両モデルとも MoE 構造で、推論時に一部のエキスパートのみが活性化されるため、総パラメータ数の見かけより実行時メモリは抑えられます。100万トークンの長コンテキストをサポートし、長文書類・大規模コードベース・複数ドキュメント横断推論に向く設計です。

オープン重みとライセンス

V4-Pro / V4-Flash の重みは Hugging Face で公開されています。Preview 版のため、最終版でのライセンス条件・商用利用範囲・微調整可否などは公式リポジトリの最新情報で確認してください。OpenAI / Anthropic / Google のフロンティアモデルに対し、「ほぼ最先端の性能をオープン重みで」提供してくる戦略は前世代から一貫しており、ローカル運用・自社ホスティングを志向する企業には注目すべき選択肢です。

実運用上の注意点

1.6T パラメータ MoE はフル精度では業務サーバの想定範囲を超えることが多いため、量子化版・推論サーバ(vLLM、TGI 等)のチューニングが前提になります。V4-Flash であれば 284B MoE / 13B アクティブのため、A100 80GB クラスや H100 単発でも実用速度が見込めます。Mac mini など消費者向け機材ではフル V4 は厳しく、軽量バリアントや 26B / 31B クラスのオープンモデル(Gemma 4、Qwen 3.6-27B など)との併用が現実的です。

オブライトの活用方針

オブライトでは、OpenClaw のローカル / ハイブリッド構成において、軽量タスク向けに V4-Flash を組み込めるようテンプレート整備中です。フル V4-Pro はクラウド API 連携枠での利用を想定。詳細は AI 導入コンサルティング でご相談ください。

FAQ

Q1: Preview と GA の違いは? A: Preview はライセンス・性能ベンチマーク等が確定する前の評価リリースです。

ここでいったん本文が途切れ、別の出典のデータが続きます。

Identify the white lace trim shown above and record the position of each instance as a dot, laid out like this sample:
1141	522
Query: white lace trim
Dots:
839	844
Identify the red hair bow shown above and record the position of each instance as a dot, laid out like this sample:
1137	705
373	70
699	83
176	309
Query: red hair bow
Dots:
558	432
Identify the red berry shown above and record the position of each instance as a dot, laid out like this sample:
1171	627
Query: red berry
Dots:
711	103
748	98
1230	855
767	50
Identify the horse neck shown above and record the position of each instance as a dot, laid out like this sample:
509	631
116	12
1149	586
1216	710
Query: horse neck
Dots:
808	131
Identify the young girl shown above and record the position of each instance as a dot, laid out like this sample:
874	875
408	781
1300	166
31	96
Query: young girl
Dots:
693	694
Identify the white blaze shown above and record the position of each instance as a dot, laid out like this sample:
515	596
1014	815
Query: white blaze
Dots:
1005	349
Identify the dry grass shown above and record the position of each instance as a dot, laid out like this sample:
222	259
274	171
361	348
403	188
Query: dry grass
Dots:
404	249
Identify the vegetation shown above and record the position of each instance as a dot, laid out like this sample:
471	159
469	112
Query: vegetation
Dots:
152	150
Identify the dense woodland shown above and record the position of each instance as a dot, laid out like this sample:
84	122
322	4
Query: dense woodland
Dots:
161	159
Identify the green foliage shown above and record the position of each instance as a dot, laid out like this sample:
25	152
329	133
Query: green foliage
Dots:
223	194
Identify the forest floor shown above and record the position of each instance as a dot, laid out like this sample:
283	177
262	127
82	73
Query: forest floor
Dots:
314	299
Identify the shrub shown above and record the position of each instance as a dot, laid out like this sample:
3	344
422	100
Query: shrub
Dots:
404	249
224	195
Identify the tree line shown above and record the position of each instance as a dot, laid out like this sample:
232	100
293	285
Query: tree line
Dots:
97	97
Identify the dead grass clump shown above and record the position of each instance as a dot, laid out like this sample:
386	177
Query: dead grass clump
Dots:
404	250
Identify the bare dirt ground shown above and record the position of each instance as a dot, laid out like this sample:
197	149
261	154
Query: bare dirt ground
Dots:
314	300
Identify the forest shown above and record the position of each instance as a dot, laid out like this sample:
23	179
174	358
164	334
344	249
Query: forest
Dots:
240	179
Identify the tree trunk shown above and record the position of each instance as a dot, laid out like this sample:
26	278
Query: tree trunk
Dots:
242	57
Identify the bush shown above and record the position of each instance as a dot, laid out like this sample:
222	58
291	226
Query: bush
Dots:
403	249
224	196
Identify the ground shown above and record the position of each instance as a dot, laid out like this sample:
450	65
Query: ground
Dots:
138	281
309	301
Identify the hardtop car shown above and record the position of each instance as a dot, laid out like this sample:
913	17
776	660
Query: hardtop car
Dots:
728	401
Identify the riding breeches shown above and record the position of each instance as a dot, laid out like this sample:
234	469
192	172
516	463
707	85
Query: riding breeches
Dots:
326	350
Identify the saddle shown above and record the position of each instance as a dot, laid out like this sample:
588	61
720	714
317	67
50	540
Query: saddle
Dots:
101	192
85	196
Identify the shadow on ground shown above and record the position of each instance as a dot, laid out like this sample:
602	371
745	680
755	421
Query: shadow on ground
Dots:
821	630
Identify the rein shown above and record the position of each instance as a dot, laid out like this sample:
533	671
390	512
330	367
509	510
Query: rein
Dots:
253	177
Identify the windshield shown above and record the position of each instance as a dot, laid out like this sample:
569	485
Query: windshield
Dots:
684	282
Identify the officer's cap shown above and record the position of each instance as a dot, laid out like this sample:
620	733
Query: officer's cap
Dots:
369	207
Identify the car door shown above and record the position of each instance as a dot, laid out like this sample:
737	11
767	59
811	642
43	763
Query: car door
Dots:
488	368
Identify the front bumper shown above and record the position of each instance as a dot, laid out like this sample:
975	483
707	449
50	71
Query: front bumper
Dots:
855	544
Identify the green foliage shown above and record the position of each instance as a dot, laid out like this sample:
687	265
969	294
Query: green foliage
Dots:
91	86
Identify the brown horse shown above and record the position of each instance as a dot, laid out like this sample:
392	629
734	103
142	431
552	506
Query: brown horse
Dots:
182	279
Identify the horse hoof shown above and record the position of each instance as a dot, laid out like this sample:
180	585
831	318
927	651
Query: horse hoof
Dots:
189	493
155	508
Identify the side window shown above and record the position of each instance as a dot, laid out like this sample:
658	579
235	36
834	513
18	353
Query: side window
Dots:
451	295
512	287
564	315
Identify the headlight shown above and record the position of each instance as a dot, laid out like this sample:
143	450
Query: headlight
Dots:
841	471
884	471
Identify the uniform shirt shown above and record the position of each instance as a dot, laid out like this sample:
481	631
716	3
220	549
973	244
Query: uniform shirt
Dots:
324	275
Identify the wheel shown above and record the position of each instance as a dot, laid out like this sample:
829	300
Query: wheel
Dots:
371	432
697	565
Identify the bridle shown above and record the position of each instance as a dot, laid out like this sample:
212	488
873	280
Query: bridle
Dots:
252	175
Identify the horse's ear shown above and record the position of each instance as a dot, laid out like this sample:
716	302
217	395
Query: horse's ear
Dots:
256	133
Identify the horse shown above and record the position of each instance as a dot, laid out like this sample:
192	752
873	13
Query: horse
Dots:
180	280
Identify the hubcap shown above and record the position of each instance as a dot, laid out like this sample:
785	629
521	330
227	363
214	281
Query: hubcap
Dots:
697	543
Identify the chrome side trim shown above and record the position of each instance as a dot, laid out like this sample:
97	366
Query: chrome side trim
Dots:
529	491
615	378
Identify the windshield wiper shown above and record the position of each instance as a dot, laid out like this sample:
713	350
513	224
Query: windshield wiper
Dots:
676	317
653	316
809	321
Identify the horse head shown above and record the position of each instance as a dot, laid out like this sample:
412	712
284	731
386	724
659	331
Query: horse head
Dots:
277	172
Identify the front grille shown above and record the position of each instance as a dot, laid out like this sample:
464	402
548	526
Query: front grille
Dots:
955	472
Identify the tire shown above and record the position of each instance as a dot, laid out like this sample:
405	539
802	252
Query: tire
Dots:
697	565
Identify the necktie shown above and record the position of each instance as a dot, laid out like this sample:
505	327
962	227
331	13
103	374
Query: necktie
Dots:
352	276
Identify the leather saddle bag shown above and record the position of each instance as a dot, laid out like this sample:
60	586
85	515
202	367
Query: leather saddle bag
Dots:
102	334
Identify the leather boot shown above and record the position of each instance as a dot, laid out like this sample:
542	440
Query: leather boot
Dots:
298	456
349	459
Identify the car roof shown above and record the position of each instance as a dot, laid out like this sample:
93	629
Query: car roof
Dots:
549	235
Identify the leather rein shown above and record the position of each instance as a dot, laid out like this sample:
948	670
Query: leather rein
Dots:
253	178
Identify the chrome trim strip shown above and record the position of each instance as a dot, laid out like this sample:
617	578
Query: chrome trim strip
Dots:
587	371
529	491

仕様や条件が変わる可能性があるため、本番採用前に GA リリースを待つ判断もありえます。 Q2: V4-Pro を Mac mini で動かせますか? A: フル精度は不可。極度の量子化版でも現実的ではないため、Mac mini クラスでは V4-Flash の量子化版か、別のオープンモデル(Gemma 4 / Qwen 3.5-9B 等)を推奨します。 Q3: 商用利用は可能ですか? A: 公式の最新ライセンスを確認の上、要件に合うことを必ず検証してください。